The signature sheet may also be utilized when a change in the Person-Centered Plan of Care (PCP) and/or the Risk Assessment and Health and Safety Plan is initiated by the individual receiving care and a signature is not able to immediately be obtained by an individual or legal decision maker on the Person-Centered Plan of Care (PCP) and/or the Risk Assessment and Health and Safety Plan.

 

This policy cannot account for every situation; therefore, the case manager must use their professional judgment when applying this policy.

 

Guidelines

 

When completing the Person-Centered Plan of Care (PCP) and/or the Risk Assessment and Health and Safety Plan and the Referral for Long-Term Services and Supports Option Counseling the case manager or LTSS Options Counselor work with the individual and team to discuss and develop the plan. The plan is reviewed with the individual and the team and the individual and team members have the option to sign the signature sheet which is attached to the plan in Therap.
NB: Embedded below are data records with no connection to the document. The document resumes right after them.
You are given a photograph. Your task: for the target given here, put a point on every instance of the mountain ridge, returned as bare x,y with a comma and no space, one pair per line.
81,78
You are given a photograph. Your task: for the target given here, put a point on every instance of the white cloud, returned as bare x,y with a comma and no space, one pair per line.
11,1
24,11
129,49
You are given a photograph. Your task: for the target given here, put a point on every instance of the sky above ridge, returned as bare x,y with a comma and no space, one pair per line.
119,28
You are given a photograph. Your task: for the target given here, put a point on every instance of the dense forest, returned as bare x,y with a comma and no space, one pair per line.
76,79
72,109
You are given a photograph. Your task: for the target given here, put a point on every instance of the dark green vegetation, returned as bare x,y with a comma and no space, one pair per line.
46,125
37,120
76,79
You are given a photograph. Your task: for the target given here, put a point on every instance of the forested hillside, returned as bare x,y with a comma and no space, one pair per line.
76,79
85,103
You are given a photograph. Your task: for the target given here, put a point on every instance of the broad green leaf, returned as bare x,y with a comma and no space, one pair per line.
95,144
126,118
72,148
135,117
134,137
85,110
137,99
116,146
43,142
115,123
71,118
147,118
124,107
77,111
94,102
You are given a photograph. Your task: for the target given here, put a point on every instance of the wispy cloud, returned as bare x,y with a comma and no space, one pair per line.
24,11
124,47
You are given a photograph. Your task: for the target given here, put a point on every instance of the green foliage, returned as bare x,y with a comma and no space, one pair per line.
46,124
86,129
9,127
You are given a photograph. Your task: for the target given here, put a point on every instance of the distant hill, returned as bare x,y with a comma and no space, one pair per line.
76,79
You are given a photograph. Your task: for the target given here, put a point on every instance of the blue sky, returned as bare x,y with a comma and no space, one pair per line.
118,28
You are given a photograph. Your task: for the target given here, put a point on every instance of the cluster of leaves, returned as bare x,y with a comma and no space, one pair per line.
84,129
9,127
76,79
The plan with the signature sheet is then mailed out to the individual and team members as documented on the plan within 30 days.

 

When an individual initiates a change in their PCP or the Risk Assessment and Health and Safety Plan, and a case manager is unable to acquire a necessary signature through direct contact with the individual or the legal representative (e.g., guardian attending meeting by phone), a minimum of 3 attempts must be made to obtain the signature of the individual and/or legal decision maker within 30 calendar days. Methods of contact can be made by mail, email, phone contact, or other communications that are available to the person. Services will continue to be provided as long as the person meets the eligibility requirements, and the service is appropriate.

 

If verbal consent is given, this can be noted on the document along with the signature of the case manager and date. Attempts to obtain the signed signature are still applicable.

 

Each attempt to acquire signatures should be documented in case notes and should vary from previous unsuccessful attempts. The attempts should inform the individual of the timeline to respond and that if the documents are not signed and returned, it will be assumed that they are in agreement and understand any rights afforded to them.

 

If the signature is not acquired within the 30 calendar days, it will be acknowledged on the document that the signature was attempted (e.g., unable to obtain signature). Services will continue to be provided as long as the person meets the eligibility requirements and the service is appropriate, or the individual/legal decision maker is given advance notice in writing of the intent to terminate the service(s) and includes the person’s right to appeal that determination.

 

If an individual and/or legal guardian refuses to sign the Person-Centered Plan of Care (PCP) and/or the Risk Assessment and Health and Safety Plan because they are not in agreement, the case manager should explain to the person and/or legal decision maker that failure to sign may lead to the discontinuance of services, and that signing the document does not affect their right to appeal. The case manager should then send out a letter documenting the conversation with the individual/legal decision maker and provide information on their right to appeal service level determinations.